In the essay “An image of Africa” based on the novella Heart of Darkness, Chinua Achebe argues that Conrad does not treat its African characters as fully human. Achebe’s main criticisms revolve around Conrad’s degrading and dehumanization of African Americans. Achebe refers to Conrad as “a bloody racist” as the Africans are either denied speech, or are granted speech only to condemn themselves out of their own mouths. After reading both Heart of Darkness and “An image of Africa”, Achebe’s assessment of Conrad being a “bloody racist” seem invalid and unfair, as he did not account for accurate past periodical feelings towards Africa, which makes the story a great work of literature today; the evil in imperialism on African culture. The main argument that Achebe brings forth is that Conrad dehumanized the African people by depriving them of language, culture and basic human characteristics. The presence of African characters throughout the story is very small because they are ultimately just filler characters, used to create a background and environment for the story. Achebe doesn’t take this dismissal of African culture lightly, and therefore deems Heart of Darkness racist.

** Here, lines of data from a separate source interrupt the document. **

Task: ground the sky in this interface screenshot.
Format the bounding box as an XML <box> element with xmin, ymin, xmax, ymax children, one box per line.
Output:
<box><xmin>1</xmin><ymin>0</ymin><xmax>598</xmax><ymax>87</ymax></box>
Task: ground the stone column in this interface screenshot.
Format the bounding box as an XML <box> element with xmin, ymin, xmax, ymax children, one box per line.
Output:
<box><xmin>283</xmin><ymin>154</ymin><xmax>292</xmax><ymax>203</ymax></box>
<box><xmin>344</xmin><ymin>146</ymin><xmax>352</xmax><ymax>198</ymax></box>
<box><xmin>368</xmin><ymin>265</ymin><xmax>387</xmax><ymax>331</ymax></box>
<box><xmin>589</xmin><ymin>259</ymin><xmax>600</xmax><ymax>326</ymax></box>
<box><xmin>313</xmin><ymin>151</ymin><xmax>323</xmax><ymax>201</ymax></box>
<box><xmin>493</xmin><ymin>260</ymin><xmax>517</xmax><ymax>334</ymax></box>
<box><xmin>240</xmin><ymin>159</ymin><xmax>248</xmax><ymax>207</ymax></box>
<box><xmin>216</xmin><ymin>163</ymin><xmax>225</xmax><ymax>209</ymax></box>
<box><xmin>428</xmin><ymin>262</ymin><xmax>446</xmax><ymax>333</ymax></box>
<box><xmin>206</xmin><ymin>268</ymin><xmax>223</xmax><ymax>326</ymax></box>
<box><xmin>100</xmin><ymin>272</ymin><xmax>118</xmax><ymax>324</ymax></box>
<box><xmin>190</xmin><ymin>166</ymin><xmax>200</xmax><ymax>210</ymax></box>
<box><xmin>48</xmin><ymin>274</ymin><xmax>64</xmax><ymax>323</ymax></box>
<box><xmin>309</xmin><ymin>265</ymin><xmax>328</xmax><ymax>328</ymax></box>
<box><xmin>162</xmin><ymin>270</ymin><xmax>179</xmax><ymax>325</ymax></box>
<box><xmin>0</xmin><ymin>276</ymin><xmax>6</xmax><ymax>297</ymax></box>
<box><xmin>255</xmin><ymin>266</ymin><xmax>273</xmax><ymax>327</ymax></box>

“Certainly, Conrad had a problem with niggers…Sometimes his fixation on blackness is equally interesting as when he gives us this brief description: A black figure stood up, strode on long black legs, waving long black arms” (Achebe 113). The quote on the minor detail of “black” hardly seems like enough evidence to build an argument against Conrad. From the texts of Heart of Darkness, Conrad does not assign any characteristics to members of African groups and it’s not uncommon to not give characteristics when describing a group. Also, there is no real need for Conrad to personalize the characters of African people as they serve no real purpose to further the plot. Achebe also claims that Conrad gives the natives dialog for the purpose of condemning themselves. “Catch ‘im,’ he snapped, with a bloodshot widening of his eyes and a flash of sharp teeth-‘catch ‘im. Give ‘im to us.’ ‘To you, eh?’ I asked; ‘what would you do with them?’ ‘Eat ‘im!’ he said” (Conrad 66). The fact is, during the era of imperialism when Africans are seen as savages, it’s almost impossible for Conrad to put dialog into the natives without being blamed, especially if Conrad couldn’t properly understand and translate the native language of the Africans.
Achebe is so concerned with the lack of representation for African people within Heart of Darkness that he fails to notice that Africa is only the background setting for the story. The biggest down fall for Achebe’s assessment of Heart of Darkness is that he failed to factor in the time period in which the story was written. The story was written in 1899 during the era of imperialism for the eyes of white people and colonialists. It’s not impossible to believe that Conrad was writing against the abuse of imperialism on the African natives at the time, depicted through the use of Marlow. Marlow was able to show sympathy and disgust towards imperialism in Africa when he sees a young slave, hollow, dying of hunger and then seemed to have experienced an instantaneous moment of humanity as he “found nothing else to do but offer him one of my good Swede’s ship’s biscuits I had in my pocket” (Conrad 48). In another instance, Marlow approaches his aunt in hopes of obtaining captaincy and found her bitter and hateful attitude quite uncomfortable.
“She talked about ‘weaning those ignorant millions from their horrid ways,’ till, upon my word, she made me quite uncomfortable. I ventured to hint that the Company was run for profit” (Conrad 44) Achebe’s final statement about Heart of Darkness was that “the point of my observations should be quite clear by now, namely, that Conrad was a bloody racist… Students of Heart of Darkness will often tell you that Conrad is concerned not so much with Africa as with the deterioration of one European mind caused by solitude and sickness…A Conrad student told me in Scotland last year that Africa is merely a setting for the disintegration of the mind of Mr. Kurtz…I would not call that man an artist” (Achebe 112-113). If Achebe used one student’s view and opinion to formulate his conclusion then how accurate is that conclusion? Not to mention a view and opinion not even of that race.
It seems as though Achebe came to a conclusion without sufficient evidence. Achebe is so concerned with the way the natives were represented that he forgets that Africa is merely the background of the story. In conclusion, Heart of Darkness is both challenging and very confusing to understand because it is difficult to tell where Conrad truly stands. After analyzing the text, it seems that Conrad was writing against the abuse and evil of imperialism, told through an unnamed narrator and Marlow. However, the story hides Conrad’s true intentions. Conrad seems to have wanted to denounce the abusiveness of imperialism in Africa without offending his target audience which were white people and colonists. Achebe was very unfair when he wrote his essay on Heart of Darkness as he did not account for either the time period, or the audience.